Percutaneous left ventricular assist devices vs. intra-aortic balloon pump counterpulsation for treatment of cardiogenic shock: a meta-analysis of controlled trials

Jin M Cheng, Corstiaan A den Uil, Sanne E Hoeks, Martin van der Ent, Lucia S D Jewbali, Ron T van Domburg, Patrick W Serruys
European Heart Journal 2009, 30 (17): 2102-8

AIMS: Studies have compared safety and efficacy of percutaneous left ventricular assist devices (LVADs) with intra-aortic balloon pump (IABP) counterpulsation in patients with cardiogenic shock. We performed a meta-analysis of controlled trials to evaluate potential benefits of percutaneous LVAD on haemodynamics and 30-day survival.

METHODS AND RESULTS: Two independent investigators searched Medline, Embase, and Cochrane Central Register of Controlled Trials for all controlled trials using percutaneous LVAD in patients with cardiogenic shock, where after data were extracted using standardized forms. Weighted mean differences (MDs) were calculated for cardiac index (CI), mean arterial pressure (MAP), and pulmonary capillary wedge pressure (PCWP). Relative risks (RRs) were calculated for 30-day mortality, leg ischaemia, bleeding, and sepsis. In main analysis, trials were combined using inverse-variance random effects approach.

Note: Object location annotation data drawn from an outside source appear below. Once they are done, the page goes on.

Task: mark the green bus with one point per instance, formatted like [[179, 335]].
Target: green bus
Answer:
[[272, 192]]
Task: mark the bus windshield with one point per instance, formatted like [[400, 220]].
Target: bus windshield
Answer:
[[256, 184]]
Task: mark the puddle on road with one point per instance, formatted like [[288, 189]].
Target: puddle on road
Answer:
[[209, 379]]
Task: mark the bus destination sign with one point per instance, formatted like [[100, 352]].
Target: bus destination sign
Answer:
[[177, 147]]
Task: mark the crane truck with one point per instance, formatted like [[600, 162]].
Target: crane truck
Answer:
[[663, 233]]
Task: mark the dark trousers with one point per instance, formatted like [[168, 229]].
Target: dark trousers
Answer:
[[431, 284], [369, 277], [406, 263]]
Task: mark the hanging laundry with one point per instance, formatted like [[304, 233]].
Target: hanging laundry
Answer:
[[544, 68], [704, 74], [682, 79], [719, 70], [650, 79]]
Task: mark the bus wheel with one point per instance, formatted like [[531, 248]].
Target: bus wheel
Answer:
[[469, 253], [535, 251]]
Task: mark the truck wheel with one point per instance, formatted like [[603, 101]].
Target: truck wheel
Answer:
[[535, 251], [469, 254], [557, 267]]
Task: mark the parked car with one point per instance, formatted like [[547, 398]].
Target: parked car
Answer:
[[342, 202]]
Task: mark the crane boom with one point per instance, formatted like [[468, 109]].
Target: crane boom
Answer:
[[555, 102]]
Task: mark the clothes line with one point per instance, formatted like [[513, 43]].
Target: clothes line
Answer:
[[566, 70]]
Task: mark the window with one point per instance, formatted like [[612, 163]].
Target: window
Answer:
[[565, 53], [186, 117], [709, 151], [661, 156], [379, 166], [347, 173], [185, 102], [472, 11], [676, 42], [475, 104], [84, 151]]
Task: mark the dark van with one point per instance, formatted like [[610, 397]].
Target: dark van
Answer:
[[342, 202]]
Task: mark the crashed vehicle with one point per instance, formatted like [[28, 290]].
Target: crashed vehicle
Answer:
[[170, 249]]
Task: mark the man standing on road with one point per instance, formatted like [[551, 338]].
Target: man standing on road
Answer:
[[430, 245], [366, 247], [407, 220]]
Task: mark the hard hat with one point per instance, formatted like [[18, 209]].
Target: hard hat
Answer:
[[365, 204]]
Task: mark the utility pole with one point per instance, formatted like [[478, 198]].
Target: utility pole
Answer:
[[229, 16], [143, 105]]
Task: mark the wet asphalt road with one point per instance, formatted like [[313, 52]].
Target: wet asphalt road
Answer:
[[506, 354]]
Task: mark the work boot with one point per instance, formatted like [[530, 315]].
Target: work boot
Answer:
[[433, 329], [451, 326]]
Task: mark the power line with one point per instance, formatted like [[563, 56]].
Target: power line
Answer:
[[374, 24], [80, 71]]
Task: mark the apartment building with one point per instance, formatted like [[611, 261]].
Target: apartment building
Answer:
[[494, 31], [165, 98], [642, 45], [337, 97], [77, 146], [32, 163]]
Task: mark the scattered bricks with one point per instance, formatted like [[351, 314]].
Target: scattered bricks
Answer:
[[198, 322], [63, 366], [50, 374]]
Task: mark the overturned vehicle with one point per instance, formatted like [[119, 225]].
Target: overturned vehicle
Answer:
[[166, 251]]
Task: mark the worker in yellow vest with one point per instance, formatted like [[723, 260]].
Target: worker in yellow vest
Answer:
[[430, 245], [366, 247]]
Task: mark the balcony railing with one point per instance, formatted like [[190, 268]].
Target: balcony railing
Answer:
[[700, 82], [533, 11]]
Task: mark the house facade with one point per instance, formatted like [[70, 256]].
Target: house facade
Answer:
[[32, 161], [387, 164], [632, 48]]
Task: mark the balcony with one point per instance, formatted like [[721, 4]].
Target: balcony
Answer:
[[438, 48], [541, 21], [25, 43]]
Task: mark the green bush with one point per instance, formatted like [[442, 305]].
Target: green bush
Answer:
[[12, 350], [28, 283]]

Two trials evaluated the TandemHeart and a recent trial used the Impella device. After device implantation, percutaneous LVAD patients had higher CI (MD 0.35 L/min/m(2), 95% CI 0.09-0.61), higher MAP (MD 12.8 mmHg, 95% CI 3.6-22.0), and lower PCWP (MD -5.3 mm Hg, 95% CI -9.4 to -1.2) compared with IABP patients. Similar 30-day mortality (RR 1.06, 95% CI 0.68-1.66) was observed using percutaneous LVAD compared with IABP. No significant difference was observed in incidence of leg ischaemia (RR 2.59, 95% CI 0.75-8.97) in percutaneous LVAD patients compared with IABP patients. Bleeding (RR 2.35, 95% CI 1.40-3.93) was significantly more observed in TandemHeart patients compared with patients treated with IABP.

CONCLUSION: Although percutaneous LVAD provides superior haemodynamic support in patients with cardiogenic shock compared with IABP, the use of these more powerful devices did not improve early survival. These results do not yet support percutaneous LVAD as first-choice approach in the mechanical management of cardiogenic shock.